(A.)
Sudah berpuluh-puluh menit aku diam di tempat. Duduk di depan meja belajarku dan menjalani kegiatan belajar, seorang diri. Perlu diketahui, sebenarnya kejadian seperti bisa dibilang jarang.
Bukan berarti aku tidak pernah belajar. Aku tentu melakukannya, hanya saja pasti ada kendala. Entah notifikasi atau beberapa hal yang lebih terlihat menggiurkan. Sehingga menggoyahkan niatku untuk tetap fokus belajar.
Biasanya aku belajar dengan guru privat atau ayahku. Tapi sekarang tidak lagi. Maka dari itu aku sedikit kesusahan pada awalnya.
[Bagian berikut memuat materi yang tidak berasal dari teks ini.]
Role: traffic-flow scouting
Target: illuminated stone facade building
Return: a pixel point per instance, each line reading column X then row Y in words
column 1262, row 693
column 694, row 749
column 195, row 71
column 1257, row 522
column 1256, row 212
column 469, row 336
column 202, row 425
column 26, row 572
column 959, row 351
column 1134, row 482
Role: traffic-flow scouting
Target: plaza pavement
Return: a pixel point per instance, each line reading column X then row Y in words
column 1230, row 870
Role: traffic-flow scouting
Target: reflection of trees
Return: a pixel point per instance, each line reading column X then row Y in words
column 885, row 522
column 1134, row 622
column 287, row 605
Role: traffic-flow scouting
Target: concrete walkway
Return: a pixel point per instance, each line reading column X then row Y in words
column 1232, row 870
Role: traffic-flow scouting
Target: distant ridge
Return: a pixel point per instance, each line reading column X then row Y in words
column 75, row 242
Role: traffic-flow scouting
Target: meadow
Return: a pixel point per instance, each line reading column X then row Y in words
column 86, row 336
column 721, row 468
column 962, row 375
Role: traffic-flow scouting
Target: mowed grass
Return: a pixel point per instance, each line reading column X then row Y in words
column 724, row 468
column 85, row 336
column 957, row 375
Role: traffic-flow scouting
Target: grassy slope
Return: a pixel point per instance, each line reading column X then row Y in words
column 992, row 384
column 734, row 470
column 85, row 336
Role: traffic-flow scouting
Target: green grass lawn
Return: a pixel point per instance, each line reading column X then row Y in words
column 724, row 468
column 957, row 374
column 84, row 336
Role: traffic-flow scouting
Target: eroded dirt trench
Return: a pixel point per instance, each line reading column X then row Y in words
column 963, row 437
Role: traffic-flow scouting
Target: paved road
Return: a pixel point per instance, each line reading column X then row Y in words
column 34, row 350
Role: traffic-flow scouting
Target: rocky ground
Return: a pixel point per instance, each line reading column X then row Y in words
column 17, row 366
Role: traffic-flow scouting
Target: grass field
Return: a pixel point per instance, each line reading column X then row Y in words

Namun setelah hari itu, di perpustakaan. Kak Kevan menyarankanku untuk belajar sambil mendengarkan musik instrumental. Karena akhirnya dia sadar akan earphone yang menyambung di handphone ku. Sedang tidak kugunakan karena saat itu Kak Kevan sedang menjelaskan beberapa materi. Juga karena tidak begitu membantuku untuk fokus. Ternyata aku salah jika mendengarkan lagu berlirik meskipun genrenya adalah lagu ballad, karena selain mengundang kantuk, lirik dalam lagu itu juga menjadi dominan yang mengisi otakku.
Besok adalah kedua kalinya ulangan harian dalam minggu ini. Seperti sebuah kutukan bagi pelajar sepertiku, namun sepertinya kali ini bisa dibilang aku sedang beruntung.
▪▪▪
Aku selesai lebih cepat dari yang lain—lagi—, ya setidaknya untuk area belakang. Suatu kemajuan untukku di lingkungan baru.
Dan seperti biasa, setelah waktu mengerjakan berakhir, terdengar keluh kesah para murid lain dan ada beberapa yang merasa lega. Bahagia karena harus terbebas dari belenggu ulangan. Sekali lagi, ini hanya ulangan harian.
Aku berniat untuk ke kantin segera setelah semuanya selesai, termasuk Vira. Berharap lagi akan bertemu Kak Kevan dan berterimakasih atas kejadian di perpustakaan.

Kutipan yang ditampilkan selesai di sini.